Judge Sweet seemed to dismiss Myriad’s constitutional taking and TRIPS claims by indicating:

“Finally, Myriad’s suggestion that invalidating the patents-in-suit would constitute an unconstitutional taking in violation of the Fifth Amendment of the Constitution or a violation of the United States’ obligations under the Agreement on Trade-Related Aspects of Intellectual Property Rights (“TRIPS”) is unpersuasive. Myriad’s novel taking argument runs counter to a long history of invalidation of patent claims by the courts and is unsupported by legal precedent. Similarly,Articles 8.1 and 27.3 of TRIPS permit governments to incorporate public health concerns into their intellectual property law and to exclude from patentability diagnostic, therapeutic, or surgical methods as well as particular inventions on the grounds of public interest. As a result, invalidation of the patents-in-suit would constitution neither a constitutional violation nor a conflict with the Untied States’ treaty obligations.” Pages 106-107. Emphasis added.

Alnylam’s Appellate Brief to the Circuit Court in the Myriad case argues that “excluding certain “compositions of matter” from patent-eligibility would violate the United States’ treaty obligations under the TRIPS Agreement.” pg. 17  The Brief goes on to discuss this legal issue as well as international policy implications.  pg. 18-19

Questions for thought:

1.  Would ‘isolated DNA’ even constitute an “invention” under TRIPS Article 27.1?  How do other nations view patentability of ‘isolated DNA’ and how does that affect a TRIPS analysis? See European Union Biotechnology Directive and WIPO’s “Information provided by WIPO Member States Concerning Practices Related to the Protection of Biotechnology Inventions.”

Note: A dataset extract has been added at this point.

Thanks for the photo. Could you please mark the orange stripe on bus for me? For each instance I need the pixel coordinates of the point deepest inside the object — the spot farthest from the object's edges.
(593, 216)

According to practice, a Dispute Panel would use the ordinary meaning of the word (probably from the Oxford English Dictionary) and look at common practice around the world.  Isolated DNA seems to meet the definition of ‘invention’ and the resources mentioned above seem to back up the assertion. 

2.  What about Alnylam’s “discriminatory… as to the field of technology” argument?  Does Judge Sweet’s opinion discriminate against DNA based patents and/or the Biotechnology Industry?  How does the DOJ’s Brief fare? 

Based on a WTO Dispute Panel analysis on discrimiation in a similar context (see CANADA – PATENT PROTECTION OF PHARMACEUTICAL. PRODUCTS), it seems that both Judge Sweet and the DOJ Brief are discriminating against DNA based patents and the biotechnology industry.  Judge Sweet creates a patentability exemption for ‘isolated DNA’ and DNA based inventions (to an unknown point).  The DOJ seem to create a new ‘isolation’ test which implicates much more than ‘isolated DNA’.  Both approaches specifically target the biotechnology ‘field of technology’ and have devastating effects on the industry.